Julie Byrne: “Büyük Kanatlar” (Hayalet Uluslararası)
Buffalo, New York’tan gelen bu kadın hâlâ pek tanınmıyor! Ses açısından Julie Byrne, Billie Eilish ve Lorde arasında gidip geliyor ve yoğunluk açısından bu ikisinin arkasına saklanmak zorunda kalmıyor. Okyanusun ruh derinliğine sahip bir ses. Bu üçüncü albümde, mızraplı gitarın yanı sıra yumuşak sentezleyiciler, arp ve piyano notaları da var.
İlan | Daha fazlasını okumak için kaydırın
Şarkı sözleriyle Julie Byrne bize güçlü şeyler sunuyor: Ana konu, başlangıçta hâlâ albümle ilgilenen bir arkadaşın ölümü. Ölüm, kimsenin dilemesini istemeyeceği, kimsenin kaçınamayacağı bir konu.

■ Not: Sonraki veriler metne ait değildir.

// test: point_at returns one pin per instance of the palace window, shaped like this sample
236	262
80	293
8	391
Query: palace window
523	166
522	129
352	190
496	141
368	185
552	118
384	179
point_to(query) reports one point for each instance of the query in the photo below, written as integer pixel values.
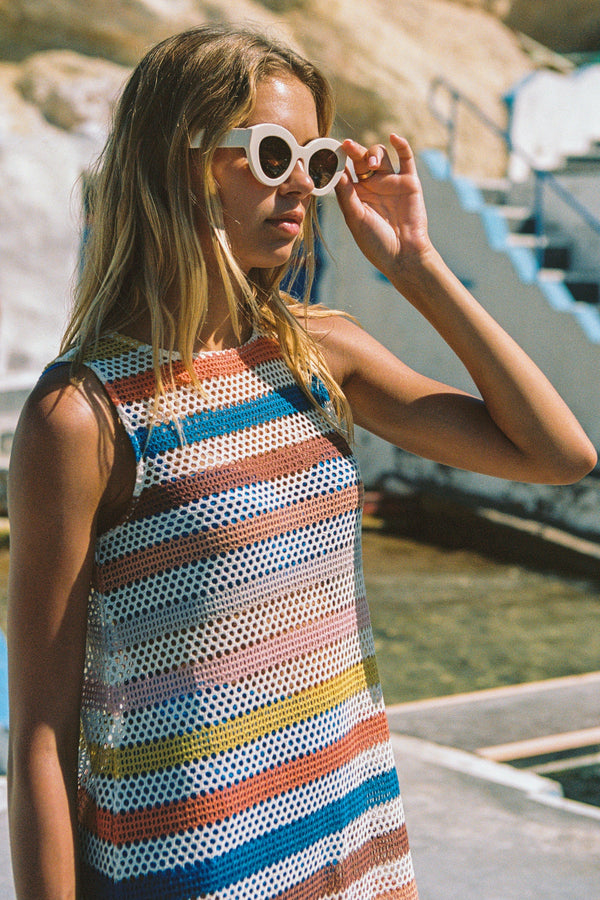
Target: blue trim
(3, 682)
(558, 295)
(589, 319)
(213, 423)
(525, 264)
(523, 260)
(437, 163)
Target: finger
(406, 157)
(367, 159)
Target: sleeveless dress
(234, 743)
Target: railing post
(539, 223)
(452, 129)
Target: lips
(291, 219)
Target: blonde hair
(143, 244)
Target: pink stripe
(230, 667)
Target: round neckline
(175, 354)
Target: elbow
(576, 465)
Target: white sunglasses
(272, 153)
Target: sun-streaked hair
(143, 245)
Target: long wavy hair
(143, 244)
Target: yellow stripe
(121, 762)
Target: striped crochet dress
(234, 740)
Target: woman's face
(263, 222)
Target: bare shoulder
(340, 338)
(64, 445)
(63, 410)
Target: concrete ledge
(535, 787)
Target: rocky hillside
(63, 61)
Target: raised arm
(520, 429)
(62, 481)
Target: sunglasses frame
(249, 139)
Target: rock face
(54, 110)
(563, 25)
(65, 60)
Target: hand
(386, 212)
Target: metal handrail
(542, 177)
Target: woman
(185, 581)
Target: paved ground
(481, 830)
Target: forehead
(285, 100)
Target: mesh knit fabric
(234, 740)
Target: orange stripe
(178, 551)
(250, 470)
(334, 879)
(197, 812)
(143, 385)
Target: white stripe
(211, 841)
(211, 705)
(250, 759)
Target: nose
(298, 181)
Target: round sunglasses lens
(274, 155)
(322, 167)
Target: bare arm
(62, 478)
(520, 429)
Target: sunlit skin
(518, 428)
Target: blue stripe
(213, 423)
(211, 875)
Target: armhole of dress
(140, 462)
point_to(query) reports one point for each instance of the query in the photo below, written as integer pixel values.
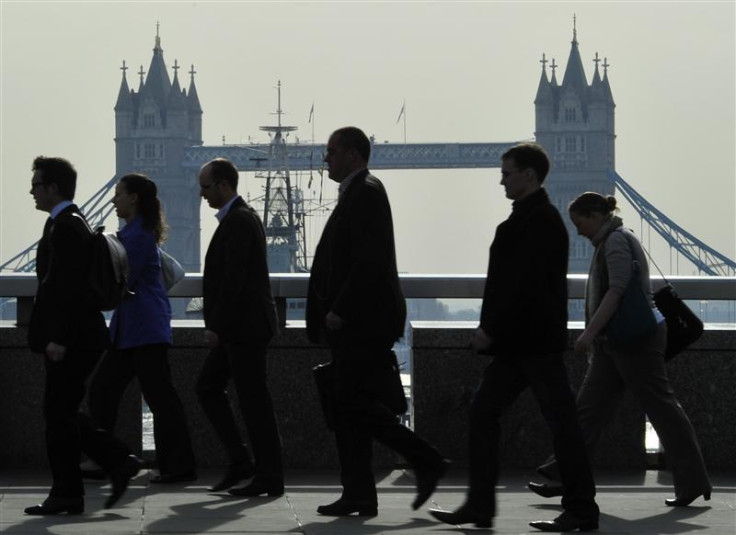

Işığı hala retinamıza düşen, ölü yıldızlarla dolu bir gökyüzü gibi ezici ama bir o kadar da rahatlatıcı halk.
Gabriels: “Melekler ve Kraliçeler (Delüks)” (Atlas/Warner)
Hala tuhaf gospel kilisesinde miyiz yoksa gece kulübündeki dikiş dansında mıyız? İngiliz-Amerikan soul üçlüsü Gabriels’e gelince, çoğu zaman tam olarak bilemezsiniz. Eğlenceli gerçek: Gabriels’in 1987 doğumlu şarkıcısı Jacob Lusk aynı zamanda Diana Ross’un koro yönetmeniydi.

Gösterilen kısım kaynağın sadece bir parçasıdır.